Review – Álbum – Dona Iracema – Balbúrdia

Uma banda lançar um disco chamado “Balbúrdia” já merece elogios só por isso. Afinal de contas, o atual ministro da educação Abraham Weintraub afirmou que é isso que ocorre nas faculdades públicas do país. O timing do grupo Dona Iracema na escolha do título foi perfeito e é impressionante como uma simples palavra pode trazer tanto significado. É importante ver artistas, principalmente musicais, se posicionarem em relação ao desmonte na cultura que vem sendo promovido pelo governo federal.

O melhor de tudo é que o conjunto de Vitória da Conquista aborda temas contemporâneos com muito bom humor, misturando também em suas letras referências regionais. Tudo isso com uma sonoridade que tem influência dos anos 1990 de bandas como Mamonas Assassinas, Raimundos, Red Hot Chilli Peppers e Faith no More, e até mesmo da baiana Catapulta (como bem lembrou Franchico), mas que ao mesmo tempo tem um “frescor” atual. Sem dúvidas “Balbúrdia” é um dos discos mais “cool” de 2019, tanto do rock baiano quanto do nacional.

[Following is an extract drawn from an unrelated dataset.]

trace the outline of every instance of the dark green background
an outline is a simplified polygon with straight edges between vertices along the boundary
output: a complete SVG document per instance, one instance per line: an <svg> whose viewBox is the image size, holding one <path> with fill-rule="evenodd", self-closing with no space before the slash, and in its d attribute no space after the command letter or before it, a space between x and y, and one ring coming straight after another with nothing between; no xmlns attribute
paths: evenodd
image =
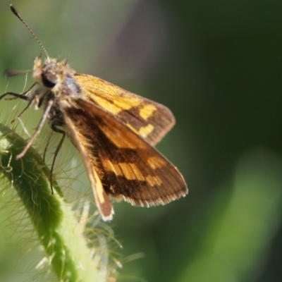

Tentar descrever o som da Dona Iracema é uma tarefa interessante, já que simplesmente citar as influências ou sons parecidos não seja o suficiente. Rock pesado, hardcore, um swing meio thrash (!?)… Ou como o próprio baterista Oscar definiu em entrevista para o blog Rock Loco, seria como uma mistura de gêneros bem diversa com uma grande quantidade de ritmos sem amarras. Ao ouvir “Balbúrdia” o ouvinte percebe que a sonoridade varia bastante, mas o mais impressionante é que banda mantém a coesão, o que é fundamental quando se cria uma enorme mistura sonora desse tipo.

No entanto, não é só no rock “bagaceira” que o som da Dona Iracema se inspira. A sonoridade baiana também está presente, tanto que a faixa “Volta pra Casa João” conta com a ilustre presença do “Prince baiano” (termo que esse que vos escreve inventou) Luiz Caldas. Isso mostra que eles não se limitam apenas na vertente roqueira, mostrando que o gênero não precisa se prender dentro de regras muito restritas

Agora é nas letras que a balbúrdia fica completa! Em “Cara de Pau” o vocalista Balaio pergunta “Quem sabe com quantos paus se faz um cidadão de bem”, jogando a verdade na cara do conservadorismo de fachada da sociedade brasileira atual. Mas tem também espaço para uma pegada pop “Escuta Meu Cd”, cuja letra vai ficar na cabeça de quem ouvir. Mas sem dúvidas a mais hilária é “Centro do Universo”, que com apenas uma palavra também diz muito sobre o Brasil de 2019.

O disco produzido por André T é também um dos mais divertidos de 2019, mas nem por isso não deixamos de sentir o profissionalismo da produção. Além disso, para completar a balbúrdia, o álbum ainda conta com outras participações especiais de Nancy Viégas e Pedro Pondé, figuras importantes da cena rock baiana de ontem e de hoje.